Oktay Ekşi bile demokrat olacaktı sen yokken!
İşte yalnız ve güzel yurdumdan manzara-i umumiye:
Cumhurbaşkanının eşi kırmızı halıda yürüdü,
Erdoğan geldi ponpon kızlar çıkmadı,
Vay canına!
Türkiye hepten karanlığa yuvarlanmış,
Karanlıktan korkmamak için söylenen türküler bile değişmişti.
"Komşu kızını zapteyle / yaylalar yaylalar" yerine,
"Sordum sarı çiçeğe / anan baban var mıdır" deniyordu.
Ellerinden gelse sarı çiçeğin anasını babasını mezardan kaldırıp,
Referandumda "evet" dedirteceklerdi.
Gaflet, dalalet ve hıyanet içindeydi herkes,
Emre Aköz gibiler meydanı boş bulmuştu:
"Madem hiçbir yasa üniversiteye türbanla girilmez demiyor... Türban neye dayanarak yasaklanıyor?"
Diyorlardı.
İşte böyle bulandırıyorlardı körpecik laik beyinleri!
Sen yokken Fatmagül'ün işi bitmiş,
Aşk-ı Memnu'da bütün sülale tek kişiye,
Yaprak Dökümü'nde bütün çocuklar aynı kişiye yazılmış,
Liseli kızlar gazozlarını Nuri Alço'ya imzalatmıştı.
Uzun lafın kısası az kalsın "şeriat" geliyordu sen yokken!
Sen ki, milletmiş, millet meclisiymiş dinlemedin uyardın,
Yol gösterdin, yolumuzu aydınlattın!
Sen ki, koydun korkusuzca düşünceni ortaya,
Başörtüsüne özgürlük tanıyan bütün partilere,
Laiklik ilkesinden bahsedip ayağınızı denk alın dedin!
Sen ki, her yeri "türban" kaplamış ülkeme bir güneş gibi doğdun!

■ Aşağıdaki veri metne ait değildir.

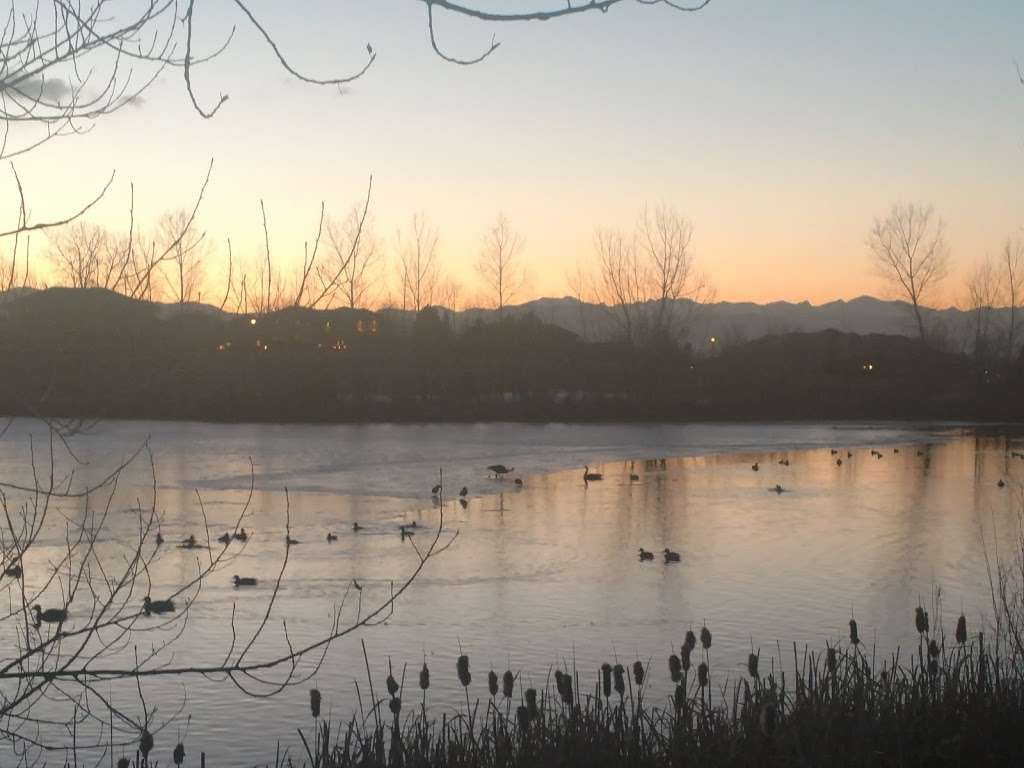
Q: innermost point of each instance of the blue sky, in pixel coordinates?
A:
(781, 129)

Karanlıklar aydınlandı seninle,
Tanrımıza hamd olsun!
AİHM'nin başörtüsü kararını hatırlatınca bizlere, ben "cumhuriyet mitinglerini" hatırladım:
"Ne ABD ne AB tam bağımsız Türkiye"
Yaşasın!
"Statükonun kibirli mensupları" diyen Haşim Kılıç'a,
"Cüppeni çıkar da gel" dedi Gürsel Tekin,
Biz ne desek azdır sana!
Sen ki başörtüsü uğruna gerekirse bütün partilerin kapatılmasını isteyecek kadar gözü karaydın! Gözümüz yollarda kalmasın gel,
Cüppeni çıkarmasan da, çıkarsan da gel,
Sağ yap gel, sol yap gel,
Dosyaları "google"dan indir de gel.
Yeter ki, beklemekten gözlerimiz yosun tutmasın,
Feryatları arşı alaya yükselmesin Ertuğrul Beyciğimin:
Yok mudur kurtaracak Beyaz Türk'ün bahtı kara maderini!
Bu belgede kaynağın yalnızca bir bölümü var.